Confluent announced Tableflow at Kafka Summit this past week. Tableflow integrates Confluent Cloud with open table formats like Apache Iceberg. Confluent’s Kafka can now write to tiered storage (object stores like S3) using Parquet files and Iceberg metadata. I have been preaching about this idea for a while.
Jack Vanlightly describes Confluent Cloud’s (Kora’s) implementation:
Firstly, we can replace the native tiered storage format with Parquet files and Iceberg metadata directly. This creates a zero-copy storage representation of a stream as a single coherent dataset across Kora brokers and object storage. The Kora storage engine handles this Iceberg/Parquet storage tiering, object storage file compaction, retention, storage optimization, and schema evolution between Kafka topic schemas and Iceberg tables.

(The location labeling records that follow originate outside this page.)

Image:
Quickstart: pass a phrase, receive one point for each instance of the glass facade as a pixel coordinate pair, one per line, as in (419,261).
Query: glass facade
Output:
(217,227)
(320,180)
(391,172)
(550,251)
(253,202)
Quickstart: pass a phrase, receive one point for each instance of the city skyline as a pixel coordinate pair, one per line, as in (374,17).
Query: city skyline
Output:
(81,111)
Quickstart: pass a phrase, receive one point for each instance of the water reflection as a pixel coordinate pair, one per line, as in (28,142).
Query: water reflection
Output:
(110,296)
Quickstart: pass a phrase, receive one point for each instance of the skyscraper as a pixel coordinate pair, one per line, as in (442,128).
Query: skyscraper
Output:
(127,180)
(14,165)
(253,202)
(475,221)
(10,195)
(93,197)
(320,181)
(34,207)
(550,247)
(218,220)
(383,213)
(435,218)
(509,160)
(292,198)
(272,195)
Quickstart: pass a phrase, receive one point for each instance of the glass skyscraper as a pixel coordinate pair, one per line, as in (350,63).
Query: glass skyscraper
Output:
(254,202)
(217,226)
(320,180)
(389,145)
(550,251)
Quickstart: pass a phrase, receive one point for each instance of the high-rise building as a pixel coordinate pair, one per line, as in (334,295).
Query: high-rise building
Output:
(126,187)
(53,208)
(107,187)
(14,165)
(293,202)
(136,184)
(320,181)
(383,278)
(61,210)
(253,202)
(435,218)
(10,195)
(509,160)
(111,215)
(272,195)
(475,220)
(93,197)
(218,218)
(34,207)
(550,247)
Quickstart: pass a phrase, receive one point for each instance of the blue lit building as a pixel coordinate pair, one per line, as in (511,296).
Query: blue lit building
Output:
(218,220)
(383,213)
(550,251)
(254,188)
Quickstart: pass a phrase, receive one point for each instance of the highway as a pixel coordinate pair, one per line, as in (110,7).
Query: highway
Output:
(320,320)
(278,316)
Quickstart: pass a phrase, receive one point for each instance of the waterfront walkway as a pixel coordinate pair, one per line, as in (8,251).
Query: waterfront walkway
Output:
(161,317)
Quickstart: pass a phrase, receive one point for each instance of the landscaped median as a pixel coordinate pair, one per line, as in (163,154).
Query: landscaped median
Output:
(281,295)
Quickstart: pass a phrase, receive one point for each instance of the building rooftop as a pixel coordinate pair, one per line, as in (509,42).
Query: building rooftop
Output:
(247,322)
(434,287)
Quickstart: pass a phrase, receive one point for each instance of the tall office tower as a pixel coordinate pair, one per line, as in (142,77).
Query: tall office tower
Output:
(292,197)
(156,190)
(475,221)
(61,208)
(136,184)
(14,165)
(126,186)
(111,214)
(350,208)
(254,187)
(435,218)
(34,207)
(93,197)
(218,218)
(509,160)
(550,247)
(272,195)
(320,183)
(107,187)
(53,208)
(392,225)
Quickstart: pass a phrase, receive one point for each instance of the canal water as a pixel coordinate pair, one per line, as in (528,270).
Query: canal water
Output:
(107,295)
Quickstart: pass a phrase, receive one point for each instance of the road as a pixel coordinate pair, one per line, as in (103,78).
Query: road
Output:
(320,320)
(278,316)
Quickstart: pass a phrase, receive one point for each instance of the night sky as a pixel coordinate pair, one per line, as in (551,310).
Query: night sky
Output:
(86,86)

This feature, along with other developments, has really driven home how varied Kafka implementations have become. Kafka is now a protocol, not an Apache project. The Apache project is just one (aging) implementation.
Confluent, themselves, think about Kafka this way:
Just like the Apache Kafka API has evolved to be the de facto open standard for data streaming, we’re seeing Apache Iceberg evolve into the de facto open-table standard for large-scale datasets stored in lakehouses.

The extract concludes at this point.